村で暮らし始めたばかりの頃の彼女は、いつも必死でどこか痛々しかった。慣れぬ農村での仕事を少しでもしようと空回りしてみたり、かと思えば聖女としての仕事に駆り出されてふらふらになって帰ってきてみたり。よく無理をして倒れるのに、彼女を連れてきたリドルフィ以外に頼ろうとしなかった。

……そんな彼女との距離を縮めてくれたのは子どもたちだった。


「ねぇ、エマ、いいことを教えてあげる」

「……?」


 思い出した笑顔のまま、農婦は少女に内緒話をするように言う。少女は、涙で濡れた目で見上げた。


「グレンダの夢はね、お母さんになることだったのよ」

「お母さん……?」

「そう、ごく普通の女性みたいに結婚して子供を育てたかったんだって」

「……聖女様、なのに?」

「うん。きっと聖女様だったから、よ」


 少女を緩く抱きしめ、その背中を寝かしつけるみたいにゆっくりと叩きながら、農婦は目を閉じる。


「……むかーしにね、グレンダが教えてくれたの。自分はそうできないけれど、ジョイスやリンと一緒に過ごせるの、少しだけ願いが叶ったみたいでとても嬉しいって。……だからね、エマとリチェがこの村に来て、グレンダやリドさんと段々に家族になっていくのを見て、本当によかったね、夢がかなったねって私は思っていたのよ」

「でも、おばちゃんか、グレンダさんって名前で呼んでねって……」

「多分そこも、あの子が真面目だからでしょうねぇ。きっとエマの本当のお母さんに申し訳ないとか考えたのよ」


 農婦は、「本当、不器用よねぇ、困った人でしょ?」と、同意を求める。

少女はその腕の中で頷いた。


「親って生き物はね、どうしても自分の子の前では頑張ろうとしちゃうの。……グレンダも、エマの前では頑張りたくなっちゃうのだと思うわ」


 そっか、と、少女はまた手の甲で目をこする。その様子を見て、農婦は「こすっちゃダメよ」とポケットから出したハンカチで少女の目元を拭いてやった。


「……ハンナ、さん、グレンダさん、死んじゃうの?」


 農婦は、少女がここに来る前に母親を亡くしているのを思い出し、その髪をゆっくり整えるように撫でながら言葉を選ぶ。

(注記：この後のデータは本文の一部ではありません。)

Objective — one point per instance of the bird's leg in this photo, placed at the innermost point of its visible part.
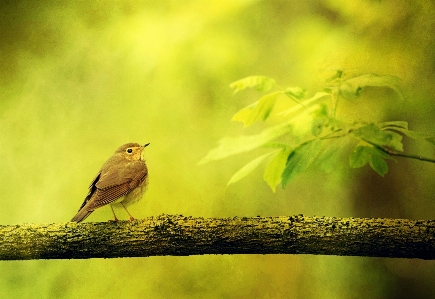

「……どうだろうねぇ。グレンダはきっと覚悟しているのでしょうね」

「……」

「でもね、みんな、そんなのは嫌だってどうにかしようとしている。グレンダは知らないけど、本当にこの村のみーんなが、死なせてたまるかーって思っているのよ」


 ゆっくりゆっくり一つずつ少女に言い聞かせるように、そして自分自身にも言い聞かせるように、農婦は言う。

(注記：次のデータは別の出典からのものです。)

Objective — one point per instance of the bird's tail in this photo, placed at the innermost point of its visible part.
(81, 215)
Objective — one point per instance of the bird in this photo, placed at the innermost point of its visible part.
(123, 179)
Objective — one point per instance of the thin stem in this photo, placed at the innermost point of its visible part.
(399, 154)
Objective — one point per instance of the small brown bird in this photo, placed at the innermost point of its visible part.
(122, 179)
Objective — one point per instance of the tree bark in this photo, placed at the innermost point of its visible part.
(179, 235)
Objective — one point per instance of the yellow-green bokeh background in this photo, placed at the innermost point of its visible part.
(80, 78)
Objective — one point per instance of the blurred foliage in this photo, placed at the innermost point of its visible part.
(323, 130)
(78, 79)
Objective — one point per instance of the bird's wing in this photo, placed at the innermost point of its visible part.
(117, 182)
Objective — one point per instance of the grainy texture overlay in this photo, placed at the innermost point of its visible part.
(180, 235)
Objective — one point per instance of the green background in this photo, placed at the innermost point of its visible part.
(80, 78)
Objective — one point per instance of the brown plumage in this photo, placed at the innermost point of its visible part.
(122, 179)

「物語の終わりは頑張った人はみんな報われて、笑っているハッピーエンドがいいものね。みんなは助かったけれど、頑張ったお姫様は死んじゃいましたじゃ、笑えない。誰も幸せになれない」

「……」

「エマ。……私もエマと同じで戦ったり魔法を使ったりなんてできないけど、でも、お祭りの後、みんなで終わったーって笑ってご馳走食べるためにね、いっぱいお祈りをしようと思うの。グレンダも、他の人たちもみんなみんな無事に帰ってきますように、って」

「……うん」

「エマも、私たちと一緒に祈ってくれる?」

「うん。私も祈る。……妹と一緒に祈らせて」


 こくりと大きく頷いた少女に、農婦は、よし、と少女に微笑みかける。


「そうしたら、まずはあっちに持っていくもの揃えちゃおうか。ミリエルちゃんは居るかもだけど、やっぱり誰かがついていた方がいいし。夜はきっとリドさんが替わるからね。……あ! リンをこっちに泊める準備もしなきゃね。ってことはお料理そろそろ替わってあげなきゃ」


 あら、結構忙しいわ、なんて言って動き始める。

農婦に手伝ってもらって少女が用意した籠は、足りてなかった着替えの他、精霊用の小さなベッドや聖女が大事にしていたストール、机に置かれていた中身がほとんど残っているキャンディの瓶、本棚から適当に選んだ本などでいっぱいになった。

揃えている間に涙も乾いた少女は、それを大事に抱えて聖女の眠る屋敷に持って行った。




リドルフィが寝てるグレンダのところにいた時間のエマのお話。


村の初期からいたグレンダ、ハンナ、タニアの3人は苦労を一緒にした分特別なきずながありそうだなと思っています。

でも、きっと親友なんて言葉を使ってみせるのはハンナだけ。他の二人は照れくさくて親友とは思っていても言わないのかな、なんて。